Personal Practices in The Colossian Way

Interested in trying The Colossian Way? We invite you to try these six personal practices to help you retain or regain your love of God and neighbor and shift your goal from winning toward worship.

  1. For one week, rather than watching the news or checking social media first thing each day, read Scripture. If we want our practices to reflect the kingdom of God, the amount of time we meditate on the word of God should outweigh the amount of time we meditate on our news feeds. Read the Bible, or consider books like NT Wright’s Bible for Everyone series, The Confessions of St.
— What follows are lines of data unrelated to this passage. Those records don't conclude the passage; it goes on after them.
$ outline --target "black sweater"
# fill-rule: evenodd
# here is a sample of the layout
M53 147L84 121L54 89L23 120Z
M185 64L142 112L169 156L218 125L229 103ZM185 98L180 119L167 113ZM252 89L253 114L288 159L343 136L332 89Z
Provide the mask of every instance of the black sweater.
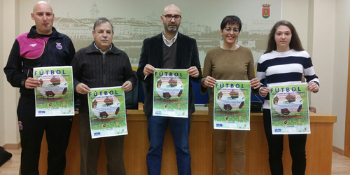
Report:
M111 49L104 55L94 43L79 50L73 58L74 89L80 83L94 88L121 86L127 80L132 83L134 88L136 78L127 54L112 43ZM88 95L79 94L79 112L88 113Z

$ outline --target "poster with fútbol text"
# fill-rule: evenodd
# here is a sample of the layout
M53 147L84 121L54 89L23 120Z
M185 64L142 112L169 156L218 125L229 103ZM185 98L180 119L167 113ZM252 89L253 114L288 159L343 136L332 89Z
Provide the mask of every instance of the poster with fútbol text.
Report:
M34 89L36 117L74 115L71 66L34 67L33 78L39 81Z
M249 80L216 80L214 88L214 129L250 130Z
M88 98L92 139L127 134L125 93L120 86L91 88Z
M269 87L273 134L310 134L307 85Z
M155 69L153 115L188 117L188 72L186 69Z

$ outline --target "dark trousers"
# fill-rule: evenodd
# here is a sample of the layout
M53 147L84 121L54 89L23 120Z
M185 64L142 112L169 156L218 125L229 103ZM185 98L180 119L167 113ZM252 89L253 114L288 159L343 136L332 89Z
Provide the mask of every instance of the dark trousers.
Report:
M17 108L21 139L20 174L38 175L43 132L48 142L48 175L62 175L66 168L66 150L72 117L35 117L34 98L21 96Z
M88 113L79 113L79 136L80 175L97 175L102 138L92 139L90 116ZM124 136L103 138L107 156L108 175L126 174L122 155L124 138Z
M146 156L148 175L160 175L164 136L168 124L173 136L176 154L178 174L191 174L191 155L188 147L190 116L188 118L173 118L154 116L150 113L147 117L148 132L150 148Z
M282 154L284 149L283 134L272 134L271 113L270 109L264 108L264 128L269 144L269 163L272 175L284 174ZM305 174L307 134L288 134L289 150L292 156L292 174Z

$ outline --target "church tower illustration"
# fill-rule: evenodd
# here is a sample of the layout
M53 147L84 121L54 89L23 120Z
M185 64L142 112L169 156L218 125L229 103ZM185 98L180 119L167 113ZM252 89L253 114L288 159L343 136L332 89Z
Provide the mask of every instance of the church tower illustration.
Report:
M96 2L94 2L94 4L92 4L92 8L90 11L91 12L91 18L96 19L99 17L99 10L97 9Z

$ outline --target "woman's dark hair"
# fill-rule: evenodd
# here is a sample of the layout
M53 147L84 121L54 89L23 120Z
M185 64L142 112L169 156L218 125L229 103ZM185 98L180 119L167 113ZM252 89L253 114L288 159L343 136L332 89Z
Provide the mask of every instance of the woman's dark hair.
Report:
M226 27L226 24L229 25L233 25L235 24L238 24L239 25L239 28L238 30L241 31L241 19L238 18L237 16L235 15L230 15L230 16L225 16L223 21L221 22L221 24L220 25L220 29L221 30L223 30L223 27Z
M302 42L300 42L300 39L299 38L299 36L298 35L294 26L293 26L292 23L288 21L281 20L277 22L271 29L269 35L269 42L267 43L267 49L266 49L265 53L268 53L277 49L277 46L276 45L276 41L274 41L274 34L280 25L285 25L290 29L292 38L290 38L290 43L289 43L289 48L297 51L304 50Z

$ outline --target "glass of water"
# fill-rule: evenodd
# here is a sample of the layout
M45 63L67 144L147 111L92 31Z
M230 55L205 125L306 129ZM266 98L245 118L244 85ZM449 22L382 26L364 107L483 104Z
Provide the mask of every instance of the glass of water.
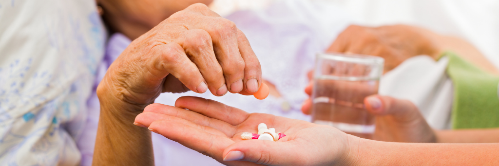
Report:
M371 139L375 119L365 110L364 98L378 93L384 61L370 55L318 53L312 122Z

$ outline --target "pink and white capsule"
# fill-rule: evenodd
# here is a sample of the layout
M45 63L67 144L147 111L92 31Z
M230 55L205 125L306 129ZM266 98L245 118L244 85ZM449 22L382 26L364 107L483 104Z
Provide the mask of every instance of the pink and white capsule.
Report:
M243 140L257 140L259 137L260 135L254 133L243 132L241 134L241 139Z

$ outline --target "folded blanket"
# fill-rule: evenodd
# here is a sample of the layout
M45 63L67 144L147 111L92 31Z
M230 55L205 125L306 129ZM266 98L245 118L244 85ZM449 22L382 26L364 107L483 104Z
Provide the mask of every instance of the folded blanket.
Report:
M449 58L447 74L454 85L453 128L499 127L499 77L487 73L455 54Z

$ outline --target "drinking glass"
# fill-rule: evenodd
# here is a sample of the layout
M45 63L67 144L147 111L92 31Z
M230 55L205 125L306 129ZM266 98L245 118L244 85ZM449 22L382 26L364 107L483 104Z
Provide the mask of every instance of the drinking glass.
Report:
M384 59L339 53L318 53L314 71L312 122L370 139L374 117L364 99L378 93Z

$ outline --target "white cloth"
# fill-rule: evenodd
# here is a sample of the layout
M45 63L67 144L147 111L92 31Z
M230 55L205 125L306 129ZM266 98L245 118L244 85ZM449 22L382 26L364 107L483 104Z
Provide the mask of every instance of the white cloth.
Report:
M261 10L240 11L227 17L246 35L261 64L263 79L275 85L282 96L258 100L252 96L211 93L163 93L156 102L174 105L181 96L210 99L250 113L263 113L310 121L300 111L308 96L304 89L307 72L314 65L315 53L324 51L348 24L340 9L306 0L280 0ZM216 161L153 134L157 166L219 166Z
M105 33L93 0L0 0L0 165L79 163Z
M419 108L430 126L450 129L454 89L445 72L448 62L447 57L436 62L424 55L408 59L383 75L379 94L408 100Z

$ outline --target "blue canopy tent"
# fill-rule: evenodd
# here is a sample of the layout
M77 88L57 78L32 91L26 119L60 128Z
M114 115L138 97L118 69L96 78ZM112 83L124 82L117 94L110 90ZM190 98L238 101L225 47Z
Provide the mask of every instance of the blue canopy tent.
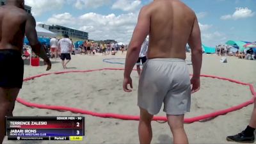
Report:
M215 47L207 47L204 45L202 45L202 48L204 49L204 52L207 54L215 54L216 53L216 48Z
M74 45L76 49L77 49L79 47L80 45L83 45L84 44L84 42L83 41L77 41L75 42Z
M226 44L228 45L237 46L239 47L239 51L243 52L244 50L243 46L246 44L246 42L228 40L226 42Z
M50 39L47 38L38 38L39 42L41 43L42 45L50 45ZM26 45L29 45L29 42L26 37L25 37L24 40L24 44Z

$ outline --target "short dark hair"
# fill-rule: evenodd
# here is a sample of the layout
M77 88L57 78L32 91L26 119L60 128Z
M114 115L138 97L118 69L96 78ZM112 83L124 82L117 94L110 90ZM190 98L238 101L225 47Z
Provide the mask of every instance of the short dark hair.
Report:
M64 36L64 38L69 38L68 34L64 34L63 36Z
Augustine, or Sacred Rhythms: Arranging Our Lives for Spiritual Transformation by Ruth Haley Barton.

  2. Pray Scripture daily. Praying Scripture gives us a common language and forms our speech and imagination toward the mind of God. We need moments of spontaneous prayer—between us and God—but also time with other believers (outside of church). The Colossian Forum staff meets at 9 a.m. every work day for prayer. No matter how inconvenient, inefficient, or imperfect, we do it. It orients us in God’s presence and gives us the opportunity to share each other’s concerns, framed by God’s concerns set out by Scripture. It also provides us the daily reminders we need to lead joyful, faithful lives.

  1. If you find yourself in an argument, challenge yourself to repent of your need to win the argument. Instead, do what you can to make sure your interlocutor knows s/he is loved by both God and you, even while you disagree. After all, while we were yet sinners, Christ died for us (Rom. 5:8). Journal how this affected the argument and/or your relationship.

  2. At the end of one day, take 15 minutes to journal the important interactions/conversations of the day. Assess how you showed up in those moments. Were you interested in the other person and compassionate toward them? Did you react to what they said rather than respond? Did you abandon what you believe to make them happy, or did you focus on convincing them that you were right?

  3. Actively challenge your view of those with whom you disagree by asking them questions of understanding. Rather than yielding to the temptation to perceive them as threatening, or alienating or dehumanizing them, seek to understand their perspective. Find out what they love, what they fear, how their love fuels their fear, and how their fears might fuel the anger they feel about an issue. See if any of their loves resonate with you—even if they express those loves differently.   

  1. Gather a small group of friends, family, or people from your faith community and imagine together how, if we’ve been given the ministry of reconciliation (2 Cor. 5), conflict itself actually might be an opportunity for spiritual growth. These videos and the related discussion guide may help. Imagine what you look like when you’re stuck in conflict with someone. Does that image reflect God? Think of those you disagree with and imagine what your continued shared life across disagreement would look like. Might such a relationship offer the culture a concrete embodiment of Christ’s victory over sin, alienation, and death?